N_Sims = 1000 #Number of simulations
save_t = length(N_Sims) #Empty vector to store t statistics
save_p = length(N_Sims) #Empty vector to store p values

for(i in 1:N_Sims){
  A = rnorm(n=n_A, mean = mu_A, sd = sigma_A)
  B = rnorm(n=n_B, mean = mu_B, sd = sigma_B)
  T_Test = t.test(A,B, mu = 0, var.equal = TRUE)
  save_t[i] = T_Test$statistic
  save_p[i] = T_Test$p.value
}
hist(save_p, breaks = 20)

n_A = n_B = 10
mu_A = 20
mu_B = 20
sigma_A = 2
sigma_B = 2

N_Sims = 1000 #Number of simulations
save_t = length(N_Sims) #Empty vector to store t statistics
save_p = length(N_Sims) #Empty vector to store p values

for(i in 1:N_Sims){
  A = rnorm(n=n_A, mean = mu_A, sd = sigma_A)
  B = rnorm(n=n_B, mean = mu_B, sd = sigma_B)
  T_Test = t.test(A,B, mu = 0, var.equal = TRUE)
  save_t[i] = T_Test$statistic
  save_p[i] = T_Test$p.value
}
hist(save_p, breaks = 20)

n_A = n_B = 25
mu_A = 20
mu_B = 20
sigma_A = 2
sigma_B = 2

N_Sims = 1000 #Number of simulations
save_t = length(N_Sims) #Empty vector to store t statistics
save_p = length(N_Sims) #Empty vector to store p values

for(i in 1:N_Sims){
  A = rnorm(n=n_A, mean = mu_A, sd = sigma_A)
  B = rnorm(n=n_B, mean = mu_B, sd = sigma_B)
  T_Test = t.test(A,B, mu = 0, var.equal = TRUE)
  save_t[i] = T_Test$statistic
  save_p[i] = T_Test$p.value
}
hist(save_p, breaks = 20)

n_A = n_B = 100
mu_A = 20
mu_B = 20
sigma_A = 2
sigma_B = 2

N_Sims = 1000 #Number of simulations
save_t = length(N_Sims) #Empty vector to store t statistics
save_p = length(N_Sims) #Empty vector to store p values

for(i in 1:N_Sims){
  A = rnorm(n=n_A, mean = mu_A, sd = sigma_A)
  B = rnorm(n=n_B, mean = mu_B, sd = sigma_B)
  T_Test = t.test(A,B, mu = 0, var.equal = TRUE)
  save_t[i] = T_Test$statistic
  save_p[i] = T_Test$p.value
}
hist(save_p, breaks = 20)

Insert problem 5 answer here In the graph the first bar represents all p values below 0.05, and it seems that the p value tends to fall below 0.05 less as you increase the sample size.
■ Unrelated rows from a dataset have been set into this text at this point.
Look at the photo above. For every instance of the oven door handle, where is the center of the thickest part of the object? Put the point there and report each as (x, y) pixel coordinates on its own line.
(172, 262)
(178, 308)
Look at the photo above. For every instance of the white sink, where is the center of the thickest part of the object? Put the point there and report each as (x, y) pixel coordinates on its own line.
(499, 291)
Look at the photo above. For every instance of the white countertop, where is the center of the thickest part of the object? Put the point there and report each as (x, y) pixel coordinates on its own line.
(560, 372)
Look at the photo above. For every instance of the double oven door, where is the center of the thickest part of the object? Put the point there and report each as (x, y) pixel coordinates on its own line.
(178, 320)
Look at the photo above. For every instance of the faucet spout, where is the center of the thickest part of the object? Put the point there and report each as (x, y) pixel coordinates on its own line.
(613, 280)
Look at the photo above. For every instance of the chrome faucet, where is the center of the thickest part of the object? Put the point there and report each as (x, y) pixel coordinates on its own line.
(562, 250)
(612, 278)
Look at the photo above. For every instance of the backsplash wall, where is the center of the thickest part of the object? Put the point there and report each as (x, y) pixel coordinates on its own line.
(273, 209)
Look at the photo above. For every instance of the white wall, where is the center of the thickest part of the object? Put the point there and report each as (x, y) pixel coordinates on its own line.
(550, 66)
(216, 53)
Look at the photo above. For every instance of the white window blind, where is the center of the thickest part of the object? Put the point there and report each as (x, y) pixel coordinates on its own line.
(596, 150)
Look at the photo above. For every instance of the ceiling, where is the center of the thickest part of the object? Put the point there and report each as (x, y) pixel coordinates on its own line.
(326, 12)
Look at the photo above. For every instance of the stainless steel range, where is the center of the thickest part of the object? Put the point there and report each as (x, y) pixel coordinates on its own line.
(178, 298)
NOTE FROM RYAN: i am assuming we are able to use the code from the lab considering it says in the problem that it is the exact same as the code from lab. If not that is completely my fault and I did not have any intention to cheat.

Problem 6

Here we will investigate the impact that sample size has on the power of the test (correctly identifying a difference). Conduct a simulation study, like we did with the batteries, with sample sizes of \(n = 5, 10, 25, 100\) drown from the following populations. \[X_A \sim N(\mu = 22, \sigma = 2) \qquad X_B \sim N(\mu = 20, \sigma = 2)\] Note this is the same as we did in the second part of the lab, where the name brand battery has a mean life of 22 hours and the generic battery has a mean life of 20 hours. Calculate the proportion of \(p\)-values that are less than \(\alpha = 0.05\) for each sample size. What do you notice?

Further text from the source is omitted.